MIRANDA.—Jamais l'envie d'en savoir davantage n'entra dans mes pensées.

PROSPERO.—Il est temps que je t'apprenne quelque chose de plus. Viens m'aider; ôte-moi mon manteau magique.—Bon. (Il quitte son manteau.) Couche là, mon art.—Toi, essuie tes yeux, console-toi. Ce naufrage, dont l'affreux spectacle a remué en toi toutes les vertus de la compassion, a été, par la prévoyance de mon art, disposé avec tant de précaution qu'il n'y a pas une âme de perdue, que pas un seul cheveu n'est tombé de la tête d'aucune créature sur ce vaisseau dont tu as entendu le cri, et que tu as vu sombrer. Assieds-toi, car il faut maintenant que tu en saches davantage.

MIRANDA.—Vous avez souvent commencé à m'apprendre qui je suis; mais vous vous êtes toujours arrêté me laissant à des conjectures sans terme, et finissant par ces mots: Restons-en là, pas encore.

PROSPERO.—L'heure est venue maintenant; voici l'instant précis où tu dois ouvrir ton oreille: obéis et sois attentive.

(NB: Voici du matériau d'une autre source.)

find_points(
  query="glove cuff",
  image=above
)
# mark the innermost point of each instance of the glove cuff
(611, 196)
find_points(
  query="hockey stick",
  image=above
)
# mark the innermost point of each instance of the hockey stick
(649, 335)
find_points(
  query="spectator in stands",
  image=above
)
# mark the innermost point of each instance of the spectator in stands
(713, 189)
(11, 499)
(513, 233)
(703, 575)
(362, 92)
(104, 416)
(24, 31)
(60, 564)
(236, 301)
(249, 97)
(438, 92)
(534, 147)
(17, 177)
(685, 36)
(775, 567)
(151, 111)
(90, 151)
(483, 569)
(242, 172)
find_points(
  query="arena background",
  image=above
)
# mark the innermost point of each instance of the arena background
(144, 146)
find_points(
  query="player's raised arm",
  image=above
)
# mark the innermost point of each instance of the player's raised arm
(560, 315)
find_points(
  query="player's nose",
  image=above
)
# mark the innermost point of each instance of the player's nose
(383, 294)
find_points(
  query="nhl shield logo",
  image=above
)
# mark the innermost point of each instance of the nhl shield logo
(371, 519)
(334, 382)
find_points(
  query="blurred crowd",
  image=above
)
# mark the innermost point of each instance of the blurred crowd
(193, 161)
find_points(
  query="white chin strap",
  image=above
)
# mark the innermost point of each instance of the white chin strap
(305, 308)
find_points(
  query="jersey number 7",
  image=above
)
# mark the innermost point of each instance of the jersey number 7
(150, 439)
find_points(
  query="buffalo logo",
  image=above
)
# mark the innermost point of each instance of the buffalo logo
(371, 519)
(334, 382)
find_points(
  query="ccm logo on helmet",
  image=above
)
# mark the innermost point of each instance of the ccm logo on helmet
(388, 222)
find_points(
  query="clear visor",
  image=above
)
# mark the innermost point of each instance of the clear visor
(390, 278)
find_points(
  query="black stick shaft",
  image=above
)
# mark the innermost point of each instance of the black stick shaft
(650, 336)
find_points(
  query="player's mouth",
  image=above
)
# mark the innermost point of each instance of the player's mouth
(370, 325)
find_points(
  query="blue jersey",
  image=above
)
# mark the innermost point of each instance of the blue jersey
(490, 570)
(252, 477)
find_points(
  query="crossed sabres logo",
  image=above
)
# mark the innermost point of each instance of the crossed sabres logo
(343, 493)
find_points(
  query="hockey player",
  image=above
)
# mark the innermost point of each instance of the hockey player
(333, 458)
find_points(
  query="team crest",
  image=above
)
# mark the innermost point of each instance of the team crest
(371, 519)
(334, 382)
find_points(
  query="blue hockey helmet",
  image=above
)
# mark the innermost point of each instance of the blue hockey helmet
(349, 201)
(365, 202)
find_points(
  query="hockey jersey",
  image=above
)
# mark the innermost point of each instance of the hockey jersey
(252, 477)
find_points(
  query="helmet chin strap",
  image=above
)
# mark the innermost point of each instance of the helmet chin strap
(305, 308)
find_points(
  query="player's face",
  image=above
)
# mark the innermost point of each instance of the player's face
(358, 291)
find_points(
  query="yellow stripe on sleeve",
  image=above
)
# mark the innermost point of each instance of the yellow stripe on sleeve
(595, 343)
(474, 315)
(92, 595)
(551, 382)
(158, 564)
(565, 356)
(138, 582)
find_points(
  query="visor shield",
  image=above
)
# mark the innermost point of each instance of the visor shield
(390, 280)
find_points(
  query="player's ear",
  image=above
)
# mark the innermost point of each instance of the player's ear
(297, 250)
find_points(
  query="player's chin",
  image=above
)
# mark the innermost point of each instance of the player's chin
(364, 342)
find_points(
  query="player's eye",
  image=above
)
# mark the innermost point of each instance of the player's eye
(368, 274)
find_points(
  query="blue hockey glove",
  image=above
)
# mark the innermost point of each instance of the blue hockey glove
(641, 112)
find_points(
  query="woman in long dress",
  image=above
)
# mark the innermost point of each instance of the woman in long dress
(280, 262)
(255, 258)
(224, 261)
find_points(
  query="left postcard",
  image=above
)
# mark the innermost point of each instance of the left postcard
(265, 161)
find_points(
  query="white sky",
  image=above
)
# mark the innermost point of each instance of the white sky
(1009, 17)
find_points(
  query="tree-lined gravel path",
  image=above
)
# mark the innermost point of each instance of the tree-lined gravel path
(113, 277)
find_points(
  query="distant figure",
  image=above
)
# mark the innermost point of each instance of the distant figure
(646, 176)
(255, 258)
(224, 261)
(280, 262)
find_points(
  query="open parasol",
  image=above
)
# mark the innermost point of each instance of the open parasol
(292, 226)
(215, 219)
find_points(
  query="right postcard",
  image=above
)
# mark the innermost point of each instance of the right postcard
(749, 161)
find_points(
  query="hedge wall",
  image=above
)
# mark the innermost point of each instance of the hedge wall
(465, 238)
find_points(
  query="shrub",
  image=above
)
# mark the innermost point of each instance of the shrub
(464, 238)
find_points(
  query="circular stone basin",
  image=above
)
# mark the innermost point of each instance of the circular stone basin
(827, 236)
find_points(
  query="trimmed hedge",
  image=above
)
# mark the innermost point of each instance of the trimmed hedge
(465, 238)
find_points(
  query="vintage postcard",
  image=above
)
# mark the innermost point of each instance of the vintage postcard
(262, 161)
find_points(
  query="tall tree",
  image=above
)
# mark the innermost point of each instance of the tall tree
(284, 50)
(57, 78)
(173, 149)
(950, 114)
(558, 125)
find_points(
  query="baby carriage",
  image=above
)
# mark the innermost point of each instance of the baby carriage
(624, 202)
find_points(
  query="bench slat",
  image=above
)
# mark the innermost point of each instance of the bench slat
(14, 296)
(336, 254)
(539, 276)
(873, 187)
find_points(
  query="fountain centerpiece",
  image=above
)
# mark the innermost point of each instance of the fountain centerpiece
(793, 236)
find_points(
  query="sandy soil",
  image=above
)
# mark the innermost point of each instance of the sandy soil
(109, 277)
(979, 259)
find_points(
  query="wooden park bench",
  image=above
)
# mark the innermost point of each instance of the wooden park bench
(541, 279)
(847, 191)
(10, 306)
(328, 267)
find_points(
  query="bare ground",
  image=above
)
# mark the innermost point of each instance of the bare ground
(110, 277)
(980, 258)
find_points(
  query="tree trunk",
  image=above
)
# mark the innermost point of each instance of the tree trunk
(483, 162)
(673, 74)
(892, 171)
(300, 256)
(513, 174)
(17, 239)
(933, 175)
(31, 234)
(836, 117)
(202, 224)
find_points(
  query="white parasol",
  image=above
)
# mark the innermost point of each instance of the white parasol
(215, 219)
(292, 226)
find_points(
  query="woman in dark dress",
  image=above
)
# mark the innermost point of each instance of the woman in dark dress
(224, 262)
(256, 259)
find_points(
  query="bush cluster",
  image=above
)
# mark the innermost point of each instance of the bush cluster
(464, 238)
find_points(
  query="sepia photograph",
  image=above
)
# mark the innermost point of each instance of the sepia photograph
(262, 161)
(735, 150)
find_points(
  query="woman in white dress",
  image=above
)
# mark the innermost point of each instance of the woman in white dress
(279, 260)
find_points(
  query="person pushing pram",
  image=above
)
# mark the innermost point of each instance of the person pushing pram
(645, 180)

Peux-tu te souvenir d'une époque de ta vie où nous n'étions pas encore venus dans cette caverne? Je ne crois pas que tu le puisses, car tu n'avais pas alors plus de trois ans.

MIRANDA.—Certainement, seigneur, je peux m'en souvenir.

PROSPERO.—De quoi te souviens-tu? d'une autre demeure ou de quelque autre personne? Dis-moi quelle est l'image qui est restée gravée dans ton souvenir?

MIRANDA.—Tout cela est bien loin, et plutôt comme un songe que comme une certitude que ma mémoire puisse me garantir. N'avais-je pas jadis quatre ou cinq femmes qui prenaient soin de moi?

PROSPERO.—Tu les avais, Miranda; tu en avais même davantage. Mais comment se peut-il que ce souvenir vive encore dans ta mémoire? que vois-tu encore dans cet obscur passé, dans cet abîme du temps? Si tu te rappelles quelque chose de ce qui a précédé ton arrivée dans cette île, tu dois aussi te rappeler comment tu y es venue.

MIRANDA.—Cependant je ne m'en souviens pas.

PROSPERO.—Il y a douze ans, ma fille, il y a douze ans, ton père était duc de Milan et un puissant prince.